The L2ARC’s job is, essentially, to play cleanup behind the ARC. There is a non-zero chance that blocks recently evicted from ARC will be in the L2ARC, in which case you can maybe pick up another few percent of total cache hitrate by leveraging L2ARC. But you’re pretty much always going to be looking at ratios like >80% for ARC, <10% for L2ARC, at best.
I strongly recommend reading through the L2ARC explainer I wrote for Klara Systems, if you’ve still got questions: OpenZFS: All about the cache vdev or L2ARC | Klara Inc
hoping to get some benefit from reads
Reads are a bit of a complicated story under ZFS. Because it’s copy-on-write, ZFS generally greatly reduces effective fragmentation in most real-world workloads: odds are pretty good you’ll want to read things in roughly similar large groups to the way you wrote them, and since it’s copy-on-write, those groups get written mostly sequentially, which means fewer seeks when reading them back in a similar order.

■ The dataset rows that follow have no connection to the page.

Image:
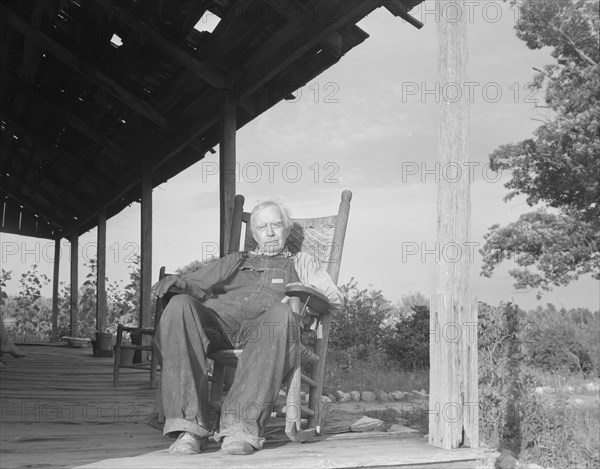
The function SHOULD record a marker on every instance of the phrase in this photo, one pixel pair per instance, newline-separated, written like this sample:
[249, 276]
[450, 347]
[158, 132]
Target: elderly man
[234, 302]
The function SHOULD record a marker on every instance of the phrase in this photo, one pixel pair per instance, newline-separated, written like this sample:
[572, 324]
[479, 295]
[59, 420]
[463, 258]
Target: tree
[558, 167]
[359, 329]
[409, 344]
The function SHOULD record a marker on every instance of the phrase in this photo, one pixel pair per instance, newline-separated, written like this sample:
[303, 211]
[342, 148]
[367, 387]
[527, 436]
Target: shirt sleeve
[199, 282]
[312, 273]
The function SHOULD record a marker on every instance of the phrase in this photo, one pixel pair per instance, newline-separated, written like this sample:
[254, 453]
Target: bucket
[104, 341]
[127, 356]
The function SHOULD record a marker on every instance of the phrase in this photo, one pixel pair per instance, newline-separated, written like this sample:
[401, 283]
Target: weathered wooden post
[101, 272]
[55, 283]
[146, 249]
[74, 326]
[227, 131]
[453, 398]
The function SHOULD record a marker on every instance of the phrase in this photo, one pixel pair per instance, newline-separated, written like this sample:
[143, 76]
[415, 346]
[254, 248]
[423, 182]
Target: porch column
[146, 249]
[101, 272]
[227, 129]
[453, 397]
[55, 284]
[74, 327]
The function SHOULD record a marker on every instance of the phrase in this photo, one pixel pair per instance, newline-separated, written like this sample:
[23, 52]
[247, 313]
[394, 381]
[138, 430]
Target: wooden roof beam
[44, 212]
[45, 143]
[87, 71]
[157, 37]
[401, 9]
[80, 198]
[274, 57]
[72, 120]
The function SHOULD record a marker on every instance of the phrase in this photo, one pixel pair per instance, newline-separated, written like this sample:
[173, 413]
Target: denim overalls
[243, 311]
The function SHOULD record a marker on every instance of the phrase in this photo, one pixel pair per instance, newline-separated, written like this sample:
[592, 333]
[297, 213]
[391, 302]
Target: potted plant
[127, 353]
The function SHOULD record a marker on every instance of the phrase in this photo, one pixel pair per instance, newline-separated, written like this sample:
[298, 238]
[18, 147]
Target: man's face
[270, 232]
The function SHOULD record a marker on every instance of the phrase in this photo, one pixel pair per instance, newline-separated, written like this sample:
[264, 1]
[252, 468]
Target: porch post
[453, 397]
[101, 272]
[74, 327]
[55, 284]
[227, 129]
[146, 249]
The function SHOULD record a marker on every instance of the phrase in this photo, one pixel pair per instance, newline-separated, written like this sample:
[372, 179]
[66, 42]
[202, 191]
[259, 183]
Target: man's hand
[162, 286]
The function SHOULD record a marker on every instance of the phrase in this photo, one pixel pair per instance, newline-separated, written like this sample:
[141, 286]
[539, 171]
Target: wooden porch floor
[58, 408]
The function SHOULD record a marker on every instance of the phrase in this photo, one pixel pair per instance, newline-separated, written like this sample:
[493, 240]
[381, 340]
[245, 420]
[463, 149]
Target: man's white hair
[285, 214]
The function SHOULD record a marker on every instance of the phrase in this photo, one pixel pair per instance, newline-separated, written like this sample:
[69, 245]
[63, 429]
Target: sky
[368, 124]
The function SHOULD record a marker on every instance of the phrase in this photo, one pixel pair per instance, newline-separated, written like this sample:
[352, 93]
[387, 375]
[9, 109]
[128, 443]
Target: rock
[368, 396]
[365, 424]
[399, 428]
[591, 387]
[507, 460]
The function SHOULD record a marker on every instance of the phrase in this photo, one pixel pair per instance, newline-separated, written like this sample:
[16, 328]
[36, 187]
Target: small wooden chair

fio isn’t a real-world workload; it’s an entirely randomized (assuming you’re using randrw, randread, and randwrite, which you should) workload which will tend to minimize the beneficial impact of copy-on-write data ordering significantly as opposed to real-world workloads, because there is essentially no chance the working set will be read back from disk in anything faintly like similar patterns as the way it was originally written.
So, when you’re using
fio, you’re not getting the typical real-world benefit out of either ARC or L2ARC, and also getting bitten much harder by seeks than you normally would. In the L2ARC’s case, that usually doesn’t matter much, because it’s such a niche utility vdev in real life also. In the ARC’s case, it can be pretty badly misleading, especially for non-database workloads. (But even databases will frequently tend to read rows in similar patterns as the way those rows were written, making even that heavily random-access workload benefit more from both copy-on-write and the ARC itself in the real world than in a fully-randomized synthetic test).
It gets even more complicated if you want to talk about read specifically in the context of RAIDz vs conventional RAID, but this is probably enough to chew on for the moment.